Outre leur sensibilité à la chaleur, les composants principaux d'une jauge Bayard-Alpert peuvent facilement se dérégler et introduire une incertitude de mesure inacceptable de 10 à 20 %. "La plupart des systèmes de chambres à vide sont donc surdimensionnés", souligne M. Wüest, et la nécessité de réétalonner fréquemment ces jauges fait perdre un temps de développement précieux et engendre des coûts supplémentaires.
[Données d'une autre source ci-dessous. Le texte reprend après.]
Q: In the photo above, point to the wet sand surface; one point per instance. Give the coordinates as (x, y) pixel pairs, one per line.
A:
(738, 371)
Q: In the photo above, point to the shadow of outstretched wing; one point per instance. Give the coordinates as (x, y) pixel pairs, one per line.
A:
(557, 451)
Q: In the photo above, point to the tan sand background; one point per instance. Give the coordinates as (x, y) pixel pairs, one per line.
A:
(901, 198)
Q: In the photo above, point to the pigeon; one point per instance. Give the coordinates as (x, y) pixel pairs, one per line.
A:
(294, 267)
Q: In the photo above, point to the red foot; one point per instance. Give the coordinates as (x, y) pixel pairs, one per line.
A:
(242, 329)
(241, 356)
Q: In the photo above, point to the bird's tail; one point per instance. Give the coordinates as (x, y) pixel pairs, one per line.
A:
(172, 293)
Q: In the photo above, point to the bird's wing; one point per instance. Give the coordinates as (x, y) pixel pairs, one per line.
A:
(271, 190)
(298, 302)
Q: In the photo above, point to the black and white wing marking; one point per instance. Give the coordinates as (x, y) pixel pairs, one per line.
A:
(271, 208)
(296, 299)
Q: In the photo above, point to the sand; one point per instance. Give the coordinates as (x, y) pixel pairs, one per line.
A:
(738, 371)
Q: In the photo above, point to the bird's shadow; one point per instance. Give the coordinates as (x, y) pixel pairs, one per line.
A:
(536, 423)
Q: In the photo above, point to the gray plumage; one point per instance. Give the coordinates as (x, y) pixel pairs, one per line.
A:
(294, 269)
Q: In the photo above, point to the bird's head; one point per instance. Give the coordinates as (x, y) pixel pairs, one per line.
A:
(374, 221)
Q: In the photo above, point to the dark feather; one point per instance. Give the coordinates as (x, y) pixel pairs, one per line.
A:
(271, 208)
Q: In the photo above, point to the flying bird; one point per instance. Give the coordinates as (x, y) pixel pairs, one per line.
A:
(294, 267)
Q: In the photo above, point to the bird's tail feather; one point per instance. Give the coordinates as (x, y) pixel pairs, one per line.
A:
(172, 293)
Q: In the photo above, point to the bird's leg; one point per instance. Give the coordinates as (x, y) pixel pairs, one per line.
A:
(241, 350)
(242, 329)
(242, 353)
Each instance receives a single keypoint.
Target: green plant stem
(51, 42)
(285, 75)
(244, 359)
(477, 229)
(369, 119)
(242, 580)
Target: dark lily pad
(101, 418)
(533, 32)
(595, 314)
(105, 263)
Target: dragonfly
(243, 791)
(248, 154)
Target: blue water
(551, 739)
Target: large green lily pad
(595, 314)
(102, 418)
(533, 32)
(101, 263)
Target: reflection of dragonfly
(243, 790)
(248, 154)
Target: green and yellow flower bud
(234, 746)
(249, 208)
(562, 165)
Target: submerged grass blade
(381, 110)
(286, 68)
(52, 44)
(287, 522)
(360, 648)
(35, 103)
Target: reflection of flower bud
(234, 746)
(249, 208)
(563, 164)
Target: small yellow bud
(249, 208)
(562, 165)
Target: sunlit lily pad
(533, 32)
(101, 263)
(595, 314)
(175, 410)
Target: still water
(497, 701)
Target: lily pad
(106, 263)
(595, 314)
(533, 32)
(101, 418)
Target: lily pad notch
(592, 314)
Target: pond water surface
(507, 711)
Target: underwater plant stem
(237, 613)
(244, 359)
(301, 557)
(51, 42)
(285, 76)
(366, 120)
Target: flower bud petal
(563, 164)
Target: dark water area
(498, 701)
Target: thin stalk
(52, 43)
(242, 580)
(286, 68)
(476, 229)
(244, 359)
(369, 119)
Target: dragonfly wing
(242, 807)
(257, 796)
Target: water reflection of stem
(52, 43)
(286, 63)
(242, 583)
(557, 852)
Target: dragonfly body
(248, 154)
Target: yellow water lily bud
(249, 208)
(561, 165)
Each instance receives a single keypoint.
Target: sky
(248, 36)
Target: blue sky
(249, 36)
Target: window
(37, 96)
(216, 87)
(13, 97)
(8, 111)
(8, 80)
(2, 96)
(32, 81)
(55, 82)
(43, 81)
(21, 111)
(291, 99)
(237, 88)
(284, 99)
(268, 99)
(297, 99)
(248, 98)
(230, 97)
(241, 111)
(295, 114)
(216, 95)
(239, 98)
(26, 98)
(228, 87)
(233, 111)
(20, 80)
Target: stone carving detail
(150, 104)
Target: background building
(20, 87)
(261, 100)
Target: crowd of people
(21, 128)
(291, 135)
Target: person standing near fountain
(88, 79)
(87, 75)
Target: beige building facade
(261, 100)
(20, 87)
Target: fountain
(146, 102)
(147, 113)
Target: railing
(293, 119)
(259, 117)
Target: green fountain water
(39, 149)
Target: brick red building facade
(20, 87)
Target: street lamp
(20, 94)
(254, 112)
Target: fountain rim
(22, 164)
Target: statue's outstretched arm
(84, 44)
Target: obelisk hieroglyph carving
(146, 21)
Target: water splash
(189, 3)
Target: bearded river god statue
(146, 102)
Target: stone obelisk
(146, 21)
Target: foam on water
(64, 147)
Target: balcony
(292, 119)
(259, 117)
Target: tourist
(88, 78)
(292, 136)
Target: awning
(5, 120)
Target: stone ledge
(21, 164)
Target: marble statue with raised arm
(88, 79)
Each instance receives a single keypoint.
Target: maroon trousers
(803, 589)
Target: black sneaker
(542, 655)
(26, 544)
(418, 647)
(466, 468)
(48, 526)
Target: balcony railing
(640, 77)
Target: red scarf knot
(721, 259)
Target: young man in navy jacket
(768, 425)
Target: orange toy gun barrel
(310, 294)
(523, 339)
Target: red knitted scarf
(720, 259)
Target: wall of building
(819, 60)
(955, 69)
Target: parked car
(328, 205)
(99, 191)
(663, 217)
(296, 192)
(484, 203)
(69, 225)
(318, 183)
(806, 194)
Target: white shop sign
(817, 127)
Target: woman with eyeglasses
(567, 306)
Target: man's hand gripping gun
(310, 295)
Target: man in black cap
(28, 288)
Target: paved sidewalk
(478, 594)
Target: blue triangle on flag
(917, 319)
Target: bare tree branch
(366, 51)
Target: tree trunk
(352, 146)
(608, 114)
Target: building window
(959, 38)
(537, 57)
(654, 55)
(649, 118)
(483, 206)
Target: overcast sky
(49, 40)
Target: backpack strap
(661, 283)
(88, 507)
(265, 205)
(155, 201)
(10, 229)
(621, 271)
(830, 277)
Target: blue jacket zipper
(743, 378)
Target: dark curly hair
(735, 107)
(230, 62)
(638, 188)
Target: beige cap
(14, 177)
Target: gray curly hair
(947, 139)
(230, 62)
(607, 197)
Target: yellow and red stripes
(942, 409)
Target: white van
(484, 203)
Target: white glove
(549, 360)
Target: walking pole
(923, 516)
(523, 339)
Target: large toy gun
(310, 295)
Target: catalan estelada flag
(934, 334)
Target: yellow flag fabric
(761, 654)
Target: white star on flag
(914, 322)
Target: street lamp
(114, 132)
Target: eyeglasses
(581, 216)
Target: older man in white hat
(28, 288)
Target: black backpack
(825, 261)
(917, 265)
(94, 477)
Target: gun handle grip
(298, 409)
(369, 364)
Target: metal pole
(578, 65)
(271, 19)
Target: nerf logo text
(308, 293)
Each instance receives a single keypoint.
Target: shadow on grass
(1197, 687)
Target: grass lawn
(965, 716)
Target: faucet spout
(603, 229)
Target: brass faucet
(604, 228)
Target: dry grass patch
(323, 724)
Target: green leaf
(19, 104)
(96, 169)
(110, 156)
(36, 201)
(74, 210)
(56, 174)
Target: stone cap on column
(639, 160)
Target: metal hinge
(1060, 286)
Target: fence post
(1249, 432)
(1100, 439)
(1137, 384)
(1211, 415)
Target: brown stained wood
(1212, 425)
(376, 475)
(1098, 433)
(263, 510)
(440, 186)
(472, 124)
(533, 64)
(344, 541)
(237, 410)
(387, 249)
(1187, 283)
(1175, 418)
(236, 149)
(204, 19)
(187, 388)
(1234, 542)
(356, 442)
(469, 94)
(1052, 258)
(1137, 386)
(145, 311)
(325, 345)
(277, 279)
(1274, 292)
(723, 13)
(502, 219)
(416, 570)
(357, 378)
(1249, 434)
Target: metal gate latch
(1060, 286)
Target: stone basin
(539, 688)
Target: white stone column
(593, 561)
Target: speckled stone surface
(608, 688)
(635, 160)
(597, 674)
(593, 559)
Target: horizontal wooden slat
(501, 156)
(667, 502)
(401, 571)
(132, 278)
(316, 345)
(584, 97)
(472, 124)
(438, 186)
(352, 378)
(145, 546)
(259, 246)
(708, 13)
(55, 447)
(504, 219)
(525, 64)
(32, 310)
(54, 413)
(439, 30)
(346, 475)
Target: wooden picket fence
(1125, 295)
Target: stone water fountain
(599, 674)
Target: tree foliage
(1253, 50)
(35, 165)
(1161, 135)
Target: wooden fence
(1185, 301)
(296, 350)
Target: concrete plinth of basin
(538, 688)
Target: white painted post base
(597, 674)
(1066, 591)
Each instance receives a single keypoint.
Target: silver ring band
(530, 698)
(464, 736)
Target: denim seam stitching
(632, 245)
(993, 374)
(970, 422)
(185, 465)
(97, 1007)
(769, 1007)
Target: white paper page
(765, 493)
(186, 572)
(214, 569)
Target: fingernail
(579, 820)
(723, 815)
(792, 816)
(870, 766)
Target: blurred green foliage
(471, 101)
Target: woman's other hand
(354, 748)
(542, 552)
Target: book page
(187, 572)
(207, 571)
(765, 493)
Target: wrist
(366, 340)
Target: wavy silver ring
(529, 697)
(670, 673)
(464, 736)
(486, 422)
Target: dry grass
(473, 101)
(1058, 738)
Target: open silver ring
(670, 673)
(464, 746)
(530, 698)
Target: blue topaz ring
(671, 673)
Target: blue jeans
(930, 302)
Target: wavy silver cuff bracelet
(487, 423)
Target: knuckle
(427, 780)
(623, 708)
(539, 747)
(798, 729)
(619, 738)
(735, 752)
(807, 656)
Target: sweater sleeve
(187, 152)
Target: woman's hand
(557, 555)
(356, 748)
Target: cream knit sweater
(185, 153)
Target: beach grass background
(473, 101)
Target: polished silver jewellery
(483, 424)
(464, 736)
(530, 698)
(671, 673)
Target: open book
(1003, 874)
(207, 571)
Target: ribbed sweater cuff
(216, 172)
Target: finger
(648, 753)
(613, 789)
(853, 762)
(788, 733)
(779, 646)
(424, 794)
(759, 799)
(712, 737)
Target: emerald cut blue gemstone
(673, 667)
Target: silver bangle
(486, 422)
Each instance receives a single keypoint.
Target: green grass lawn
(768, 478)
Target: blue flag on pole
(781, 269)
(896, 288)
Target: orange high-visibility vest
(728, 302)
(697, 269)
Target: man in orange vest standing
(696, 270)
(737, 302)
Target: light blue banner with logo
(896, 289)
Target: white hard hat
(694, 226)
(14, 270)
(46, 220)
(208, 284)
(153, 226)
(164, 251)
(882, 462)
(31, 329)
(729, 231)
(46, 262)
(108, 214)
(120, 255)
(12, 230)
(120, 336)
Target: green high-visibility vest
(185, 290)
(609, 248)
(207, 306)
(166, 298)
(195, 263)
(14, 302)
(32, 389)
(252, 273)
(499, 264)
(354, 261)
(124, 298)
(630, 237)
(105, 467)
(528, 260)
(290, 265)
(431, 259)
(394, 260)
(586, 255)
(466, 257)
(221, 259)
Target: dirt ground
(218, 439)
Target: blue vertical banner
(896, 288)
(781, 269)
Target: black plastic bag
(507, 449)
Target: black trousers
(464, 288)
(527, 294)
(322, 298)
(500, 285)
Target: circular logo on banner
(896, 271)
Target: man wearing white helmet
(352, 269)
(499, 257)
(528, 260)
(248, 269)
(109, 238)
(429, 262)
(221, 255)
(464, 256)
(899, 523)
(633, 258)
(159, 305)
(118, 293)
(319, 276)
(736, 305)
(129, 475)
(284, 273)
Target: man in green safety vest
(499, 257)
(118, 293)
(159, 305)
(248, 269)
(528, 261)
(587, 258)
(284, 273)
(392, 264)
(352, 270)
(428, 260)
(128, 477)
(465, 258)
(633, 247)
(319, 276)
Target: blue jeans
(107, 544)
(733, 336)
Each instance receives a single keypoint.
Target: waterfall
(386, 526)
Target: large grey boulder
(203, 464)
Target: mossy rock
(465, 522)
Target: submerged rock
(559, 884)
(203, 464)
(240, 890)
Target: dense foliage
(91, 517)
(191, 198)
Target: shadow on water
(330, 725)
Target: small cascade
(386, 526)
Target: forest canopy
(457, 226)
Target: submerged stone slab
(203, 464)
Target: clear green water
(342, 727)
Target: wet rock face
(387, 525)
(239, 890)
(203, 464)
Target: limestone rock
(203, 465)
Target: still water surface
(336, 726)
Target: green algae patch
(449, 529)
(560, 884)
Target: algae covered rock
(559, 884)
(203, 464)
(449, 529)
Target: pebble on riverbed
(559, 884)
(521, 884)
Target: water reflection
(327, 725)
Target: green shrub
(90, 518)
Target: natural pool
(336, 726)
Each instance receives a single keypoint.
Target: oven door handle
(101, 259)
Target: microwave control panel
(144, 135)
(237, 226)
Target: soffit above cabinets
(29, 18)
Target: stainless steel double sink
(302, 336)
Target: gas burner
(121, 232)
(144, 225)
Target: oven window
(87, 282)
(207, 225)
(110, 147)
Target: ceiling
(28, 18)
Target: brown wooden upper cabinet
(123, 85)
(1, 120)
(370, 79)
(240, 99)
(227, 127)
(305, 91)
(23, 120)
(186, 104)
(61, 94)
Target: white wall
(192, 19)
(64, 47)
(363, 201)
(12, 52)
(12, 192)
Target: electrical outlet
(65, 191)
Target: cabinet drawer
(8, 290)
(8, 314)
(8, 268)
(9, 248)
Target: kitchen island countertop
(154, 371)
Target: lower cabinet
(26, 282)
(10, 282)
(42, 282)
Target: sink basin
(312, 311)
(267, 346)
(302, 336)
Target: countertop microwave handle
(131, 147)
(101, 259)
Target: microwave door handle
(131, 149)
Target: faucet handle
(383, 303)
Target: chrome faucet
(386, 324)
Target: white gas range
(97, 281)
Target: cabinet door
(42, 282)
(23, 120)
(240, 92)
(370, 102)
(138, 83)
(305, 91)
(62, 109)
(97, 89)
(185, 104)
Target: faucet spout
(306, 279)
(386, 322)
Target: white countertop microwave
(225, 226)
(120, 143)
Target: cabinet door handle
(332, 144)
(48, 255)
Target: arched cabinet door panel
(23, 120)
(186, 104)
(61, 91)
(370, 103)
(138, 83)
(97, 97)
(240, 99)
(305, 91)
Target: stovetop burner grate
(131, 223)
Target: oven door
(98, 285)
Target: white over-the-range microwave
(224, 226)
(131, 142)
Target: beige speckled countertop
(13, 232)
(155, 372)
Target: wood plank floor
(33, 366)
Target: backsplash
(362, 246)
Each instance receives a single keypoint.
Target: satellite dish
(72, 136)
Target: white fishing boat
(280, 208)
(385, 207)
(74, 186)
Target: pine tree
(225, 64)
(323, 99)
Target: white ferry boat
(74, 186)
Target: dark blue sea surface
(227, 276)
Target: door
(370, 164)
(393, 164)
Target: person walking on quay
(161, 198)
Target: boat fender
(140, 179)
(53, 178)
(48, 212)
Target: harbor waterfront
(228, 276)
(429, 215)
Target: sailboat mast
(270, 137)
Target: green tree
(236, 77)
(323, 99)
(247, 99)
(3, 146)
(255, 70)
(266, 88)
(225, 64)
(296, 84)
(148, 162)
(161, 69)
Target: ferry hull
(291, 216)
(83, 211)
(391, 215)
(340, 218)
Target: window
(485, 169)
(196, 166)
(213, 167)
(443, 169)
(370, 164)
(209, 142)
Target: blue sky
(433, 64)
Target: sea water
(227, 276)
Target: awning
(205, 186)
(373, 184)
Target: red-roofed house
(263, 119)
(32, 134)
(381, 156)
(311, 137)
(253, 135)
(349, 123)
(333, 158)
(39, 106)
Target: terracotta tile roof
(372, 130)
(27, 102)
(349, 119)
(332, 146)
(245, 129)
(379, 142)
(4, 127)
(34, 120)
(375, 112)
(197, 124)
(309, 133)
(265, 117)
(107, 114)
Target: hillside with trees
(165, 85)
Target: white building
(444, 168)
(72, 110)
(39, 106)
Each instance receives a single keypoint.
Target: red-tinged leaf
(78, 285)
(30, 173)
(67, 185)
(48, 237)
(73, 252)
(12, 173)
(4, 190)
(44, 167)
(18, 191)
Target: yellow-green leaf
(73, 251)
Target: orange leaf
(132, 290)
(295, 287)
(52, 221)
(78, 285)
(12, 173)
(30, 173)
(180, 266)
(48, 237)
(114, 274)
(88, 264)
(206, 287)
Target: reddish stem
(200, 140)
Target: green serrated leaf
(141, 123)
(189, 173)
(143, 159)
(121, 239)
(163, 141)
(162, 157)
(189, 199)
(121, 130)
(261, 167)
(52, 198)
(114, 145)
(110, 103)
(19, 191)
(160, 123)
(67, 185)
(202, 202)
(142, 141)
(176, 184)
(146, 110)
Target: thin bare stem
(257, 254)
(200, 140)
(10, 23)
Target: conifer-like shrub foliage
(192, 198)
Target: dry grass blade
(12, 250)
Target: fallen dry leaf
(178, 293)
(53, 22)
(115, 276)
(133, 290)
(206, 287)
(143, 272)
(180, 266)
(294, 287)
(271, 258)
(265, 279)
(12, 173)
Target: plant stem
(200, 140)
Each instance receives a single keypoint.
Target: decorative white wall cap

Construire un modèle de simulation d'un design de référence

L'équipe du projet s'est fixé un objectif d'incertitude de mesure d'au plus 1 % lorsque la jauge est utilisée pour détecter de l'azote gazeux. Un autre objectif majeur était d'éliminer la nécessité de réétalonner les facteurs de sensibilité aux gaz pour chaque jauge et chaque espèce de gaz détectée. Enfin, les performances de ce nouveau dispositif ne devaient pas être affectées par des chocs mineurs et devaient être reproductibles par d'autres fabricants.

Pour atteindre ces objectifs ambitieux, l'équipe s'est d'abord concentrée sur l'étude des mesures HV/UHV en examinant 260 travaux sur le sujet. Cette première étape a permis de sélectionner le modèle intégrant le meilleur des pratiques actuelles de conception de jauges à ionisation : la jauge de type extracteur IE514 d'INFICON.

Figure 3. Diagramme simplifié des composants principaux de la jauge INFICON IE514. Trois groupes ont participé à la conception des modèles de simulation.

L'Université NOVA de Lisbonne au Portugal, le Laboratoire de Recherche Européen (CERN) et INFICON ont chacun développé des modèles de simulation de la jauge IE514 (figure 3). Les résultats obtenus avec chaque modèle ont été comparés aux résultats des tests effectués sur un prototype physique de la jauge IE514 afin de s'assurer de la précision des modèles avant d'explorer de nouveaux designs.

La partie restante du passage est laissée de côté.